Breadcrumbs

Homelessness charity refuses donation from fitness club over pole dancing exercises

By Ian Griggs, Third Sector Online, 11 December 2012

Soul-Pole fitness club calendar

Soul-Pole fitness club calendar

Aberdeen Cyrenians declines proceeds raised from the sale of a calendar featuring images of fully clothed students using the pole

The homelessness charity Aberdeen Cyrenians has turned down the proceeds of a calendar sale from a fitness club because its members use pole dancing to exercise.

Sian Young, who runs the Soul-Pole fitness club in Aberdeen, put a calendar together featuring images of her students as a charity fundraising exercise.

The theme of the calendar is movie scenes and features pictures of fully clothed women using the pole while mocking up images from films such as Kill Bill and The Matrix.

One student suggested that Young, who spent seven years homeless as a teenager, donate the money to Aberdeen Cyrenians, which gives shelter to homeless people. Last year's sales of the calendar exceeded £1,000 and a similar sum was expected this year.

Young said she had a meeting with the charity in October when she discussed her plans and believed everything was on track.

"Everything went quiet for a while and then I got a call from the charity’s boss to say he didn’t think it was the right donation," said Young.

Young was mystified at the charity’s decision because the women who use her fitness classes do so wearing shorts and T-shirts.

"If we wear shorts and T-shirts to exercise, does that make us slappers?" said Young. "This is purely about fitness and self-esteem for women and no men are allowed in.

She said the people who run the charity must be confusing what her organisation does with clubs that have naked pole dancing.

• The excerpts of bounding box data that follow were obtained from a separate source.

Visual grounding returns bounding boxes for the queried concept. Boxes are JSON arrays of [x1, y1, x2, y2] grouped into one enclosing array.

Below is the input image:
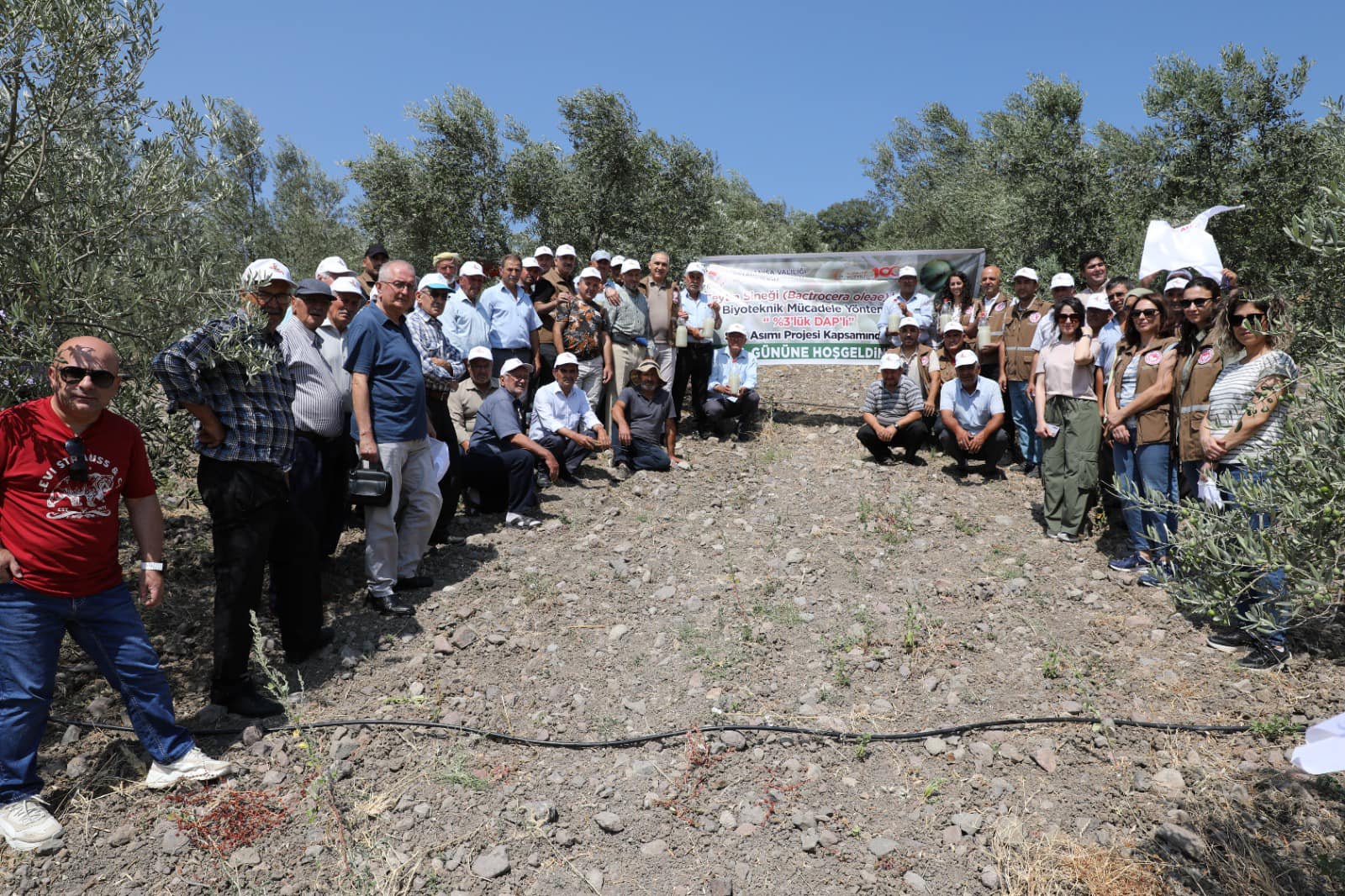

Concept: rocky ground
[[0, 367, 1345, 896]]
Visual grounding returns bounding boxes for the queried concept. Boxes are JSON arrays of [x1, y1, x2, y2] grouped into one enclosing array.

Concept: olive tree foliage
[[345, 87, 509, 271]]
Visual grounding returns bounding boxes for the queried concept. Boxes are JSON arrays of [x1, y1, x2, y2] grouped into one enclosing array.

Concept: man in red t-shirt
[[0, 336, 229, 851]]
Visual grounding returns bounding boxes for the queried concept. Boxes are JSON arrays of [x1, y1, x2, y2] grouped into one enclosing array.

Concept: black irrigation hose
[[50, 716, 1306, 750]]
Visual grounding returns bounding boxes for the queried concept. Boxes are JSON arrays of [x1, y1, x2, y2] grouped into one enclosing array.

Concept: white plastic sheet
[[1139, 206, 1247, 280]]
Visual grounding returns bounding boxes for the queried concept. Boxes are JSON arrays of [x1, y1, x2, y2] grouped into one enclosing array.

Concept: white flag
[[1139, 206, 1247, 280]]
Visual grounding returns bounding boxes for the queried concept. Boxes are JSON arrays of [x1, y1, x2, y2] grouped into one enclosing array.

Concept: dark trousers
[[672, 345, 715, 435], [612, 436, 672, 470], [536, 430, 597, 479], [939, 428, 1009, 466], [425, 393, 462, 532], [704, 389, 762, 439], [289, 433, 354, 557], [854, 419, 930, 460], [197, 456, 323, 699], [462, 443, 541, 514]]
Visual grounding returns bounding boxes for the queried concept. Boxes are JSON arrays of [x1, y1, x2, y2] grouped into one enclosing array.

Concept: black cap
[[294, 277, 332, 300]]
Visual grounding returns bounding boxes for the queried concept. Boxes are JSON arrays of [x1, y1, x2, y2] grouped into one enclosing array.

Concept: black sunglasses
[[56, 365, 117, 389], [66, 436, 89, 482]]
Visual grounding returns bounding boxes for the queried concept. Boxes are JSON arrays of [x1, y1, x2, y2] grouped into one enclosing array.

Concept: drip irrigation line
[[49, 716, 1285, 750]]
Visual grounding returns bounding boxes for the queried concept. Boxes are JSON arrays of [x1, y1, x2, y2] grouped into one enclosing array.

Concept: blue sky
[[145, 0, 1345, 211]]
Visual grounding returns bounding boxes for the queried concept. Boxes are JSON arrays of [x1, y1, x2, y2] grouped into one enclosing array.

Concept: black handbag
[[348, 460, 393, 507]]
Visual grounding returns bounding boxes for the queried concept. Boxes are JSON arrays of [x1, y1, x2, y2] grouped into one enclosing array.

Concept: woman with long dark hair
[[1105, 296, 1177, 585]]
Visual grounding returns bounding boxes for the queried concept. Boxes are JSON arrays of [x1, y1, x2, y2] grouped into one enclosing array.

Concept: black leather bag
[[348, 460, 393, 507]]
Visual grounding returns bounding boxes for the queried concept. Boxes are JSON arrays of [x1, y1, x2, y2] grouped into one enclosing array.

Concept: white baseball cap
[[314, 256, 355, 277]]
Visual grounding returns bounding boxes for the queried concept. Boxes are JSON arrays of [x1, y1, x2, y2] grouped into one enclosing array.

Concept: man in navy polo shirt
[[345, 261, 442, 616]]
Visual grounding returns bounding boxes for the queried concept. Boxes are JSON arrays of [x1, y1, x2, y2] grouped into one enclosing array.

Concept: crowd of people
[[0, 244, 1296, 849]]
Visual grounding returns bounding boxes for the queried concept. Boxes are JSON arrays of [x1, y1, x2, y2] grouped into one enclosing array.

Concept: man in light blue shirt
[[878, 265, 933, 349], [442, 261, 492, 355], [704, 323, 762, 441], [480, 255, 542, 377]]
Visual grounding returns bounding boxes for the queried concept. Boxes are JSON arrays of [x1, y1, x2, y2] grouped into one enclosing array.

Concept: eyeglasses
[[66, 436, 89, 482], [58, 365, 117, 389]]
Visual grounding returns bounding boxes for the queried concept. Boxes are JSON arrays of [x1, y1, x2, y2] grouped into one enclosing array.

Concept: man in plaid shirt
[[153, 258, 332, 717]]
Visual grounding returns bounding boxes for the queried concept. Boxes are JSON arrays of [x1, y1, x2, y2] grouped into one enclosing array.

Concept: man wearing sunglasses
[[0, 336, 229, 851], [153, 258, 332, 717]]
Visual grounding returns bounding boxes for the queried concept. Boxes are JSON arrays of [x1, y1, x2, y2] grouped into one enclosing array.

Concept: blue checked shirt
[[152, 311, 294, 470], [406, 305, 467, 392]]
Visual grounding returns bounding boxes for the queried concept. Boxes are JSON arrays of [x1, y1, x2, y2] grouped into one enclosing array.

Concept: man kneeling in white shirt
[[527, 351, 612, 482]]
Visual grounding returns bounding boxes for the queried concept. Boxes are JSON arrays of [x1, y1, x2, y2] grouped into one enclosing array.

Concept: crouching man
[[0, 336, 229, 851]]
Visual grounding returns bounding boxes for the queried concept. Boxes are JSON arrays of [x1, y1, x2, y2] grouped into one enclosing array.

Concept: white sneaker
[[0, 797, 65, 851], [145, 746, 233, 790]]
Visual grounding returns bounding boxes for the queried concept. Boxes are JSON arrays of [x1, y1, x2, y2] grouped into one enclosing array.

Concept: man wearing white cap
[[856, 351, 930, 466], [672, 261, 722, 439], [878, 265, 933, 345], [482, 253, 542, 376], [939, 349, 1009, 477], [704, 323, 762, 441], [551, 259, 612, 408], [153, 258, 323, 717], [444, 261, 491, 358], [599, 258, 651, 432], [462, 358, 561, 529], [527, 351, 612, 482]]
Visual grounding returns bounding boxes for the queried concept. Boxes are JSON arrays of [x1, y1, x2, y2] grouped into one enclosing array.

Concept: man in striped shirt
[[856, 351, 930, 466]]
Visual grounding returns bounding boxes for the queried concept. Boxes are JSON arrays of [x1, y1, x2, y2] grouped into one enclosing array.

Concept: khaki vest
[[1111, 336, 1177, 445]]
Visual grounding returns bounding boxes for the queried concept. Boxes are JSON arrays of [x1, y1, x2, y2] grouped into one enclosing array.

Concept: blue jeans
[[0, 582, 193, 806], [1216, 464, 1289, 646], [1111, 430, 1177, 554], [1009, 379, 1041, 466]]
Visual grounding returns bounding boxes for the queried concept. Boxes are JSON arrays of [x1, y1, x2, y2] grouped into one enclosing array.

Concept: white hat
[[314, 256, 355, 277], [331, 277, 365, 296]]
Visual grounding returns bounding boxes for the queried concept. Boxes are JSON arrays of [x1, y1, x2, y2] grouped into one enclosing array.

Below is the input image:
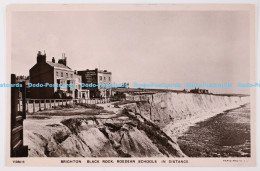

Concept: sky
[[11, 11, 250, 94]]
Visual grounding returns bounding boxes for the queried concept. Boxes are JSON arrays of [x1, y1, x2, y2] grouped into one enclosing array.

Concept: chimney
[[37, 51, 46, 64], [58, 53, 67, 66]]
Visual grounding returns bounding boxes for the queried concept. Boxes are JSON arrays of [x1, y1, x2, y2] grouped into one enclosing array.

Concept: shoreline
[[162, 102, 250, 141]]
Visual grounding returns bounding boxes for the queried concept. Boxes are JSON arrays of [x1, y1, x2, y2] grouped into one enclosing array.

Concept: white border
[[0, 0, 260, 171]]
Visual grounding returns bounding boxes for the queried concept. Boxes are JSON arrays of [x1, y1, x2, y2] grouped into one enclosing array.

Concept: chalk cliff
[[24, 93, 249, 157]]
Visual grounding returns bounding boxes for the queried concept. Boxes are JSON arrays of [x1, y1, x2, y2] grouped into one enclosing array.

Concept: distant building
[[30, 51, 87, 99], [16, 75, 30, 98], [78, 68, 112, 98], [74, 71, 89, 99], [190, 88, 209, 94]]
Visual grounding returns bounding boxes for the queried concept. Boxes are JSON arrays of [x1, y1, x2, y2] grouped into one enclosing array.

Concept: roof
[[46, 61, 72, 70], [98, 70, 111, 74]]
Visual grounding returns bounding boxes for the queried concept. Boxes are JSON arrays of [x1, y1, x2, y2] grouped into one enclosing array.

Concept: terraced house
[[30, 51, 88, 99]]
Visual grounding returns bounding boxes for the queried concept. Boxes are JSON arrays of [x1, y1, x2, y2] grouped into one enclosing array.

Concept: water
[[178, 104, 250, 157]]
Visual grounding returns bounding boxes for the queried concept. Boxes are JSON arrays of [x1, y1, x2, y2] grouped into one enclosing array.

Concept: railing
[[18, 98, 110, 113]]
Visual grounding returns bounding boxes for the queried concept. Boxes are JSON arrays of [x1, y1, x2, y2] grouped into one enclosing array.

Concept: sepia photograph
[[5, 4, 259, 166]]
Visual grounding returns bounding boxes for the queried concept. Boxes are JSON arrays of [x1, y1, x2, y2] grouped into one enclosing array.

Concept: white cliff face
[[126, 93, 250, 139]]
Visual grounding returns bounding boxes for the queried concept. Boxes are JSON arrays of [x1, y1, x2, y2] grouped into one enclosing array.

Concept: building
[[16, 75, 30, 98], [74, 71, 89, 99], [78, 68, 112, 98], [30, 51, 87, 99]]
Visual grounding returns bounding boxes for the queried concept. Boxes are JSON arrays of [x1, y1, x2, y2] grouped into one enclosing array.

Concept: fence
[[18, 98, 110, 113]]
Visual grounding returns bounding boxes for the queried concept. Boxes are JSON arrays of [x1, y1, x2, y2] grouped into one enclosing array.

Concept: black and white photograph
[[5, 5, 260, 166]]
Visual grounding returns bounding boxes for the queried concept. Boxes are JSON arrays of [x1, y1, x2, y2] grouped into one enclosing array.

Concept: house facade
[[78, 68, 112, 98], [30, 51, 88, 99]]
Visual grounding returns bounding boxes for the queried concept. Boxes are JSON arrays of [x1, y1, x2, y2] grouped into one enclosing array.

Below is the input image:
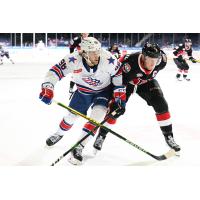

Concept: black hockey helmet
[[142, 42, 161, 58], [185, 38, 192, 43]]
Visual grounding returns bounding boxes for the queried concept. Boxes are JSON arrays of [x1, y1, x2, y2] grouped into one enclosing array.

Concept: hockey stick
[[53, 100, 176, 161], [51, 104, 118, 166]]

Scott Baxter, chief executive of Aberdeen Cyrenians, said he had not seen the calendar.

"We declined the donation because of the tenuous link in relation to the images in the calendar and the work we do with women, some of whom have been involved in the commercial sex industry," he said. "It’s a perception issue. It’s always difficult to turn down a donation and we don’t do it lightly, but I think some of the people we support would agree with the decision."